Freddy looked up at Nancy.
‘Is it for me do you think.’
‘Well it’s your bed Freddy,’ she replied smiling.
There was hardly a sound as Freddy reached out and pulled the special gift towards him. The children leaned forward and watched as he began to unwrap the paper and they all gasped as the little star fell off the bed just as the precious gift was unveiled. No one spoke for a few moments then Freddy leapt up and jumped off the bed to reveal to the world an ice skate in each hand.
‘Mummy and daddy must have been watching me skating on the white magic Aunty Nancy.’
‘Yes I expect that’s it,’ she replied.
‘Nobody else knew how good I was at skating,’ he shouted.
‘Indeed,’ replied Nancy.
There were further screams and chaotic excitement when Nancy told them she would be taking them all to the local ice rink next week as a special treat.
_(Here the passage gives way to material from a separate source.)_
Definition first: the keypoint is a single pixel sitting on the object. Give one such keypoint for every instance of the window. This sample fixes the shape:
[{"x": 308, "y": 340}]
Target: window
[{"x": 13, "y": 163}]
Many white magic years later Freddy Miller looked down at the skates in the corner of his room and smiled. They were old, worn and tattered and he would never ever part with them. They were the reason he was here today. He could hear the roar of crowds in the distance and the tanoy in his room told him he had five minutes. He finished lacing up his new boots and stood up. He checked himself in the mirror and decided he would do. An old tatty star sat in a photo frame on the table. It was his lucky charm and went everywhere with him. There was a knock on the door and he called out he was ready. As he made his way along the corridor and out into the rink he heard his name being announced and Freddy Miller made his way out onto the ice to represent the United Kingdom in the Winter Olympics Figure Skating Championships. As the music started Freddy turned to face the corner of the rink where an elderly lady sat in a wheelchair covered in a warm tartan blanket. He blew her a kiss, bowed and then began to dance over the ice as people watched mesmerised.
Nancy’s fingers gripped the tartan blanket. The crowd roared as he seemed to fly through the air spinning, jumping, twisting, landing perfectly with grace every single time. Nancy watched yet saw none of it. What Nancy saw was a young child skating around the playground on a cold and frosty morning, children clapping and cheering on that long ago Christmas day when little Freddy Miller received one of the greatest gifts of all. Hope.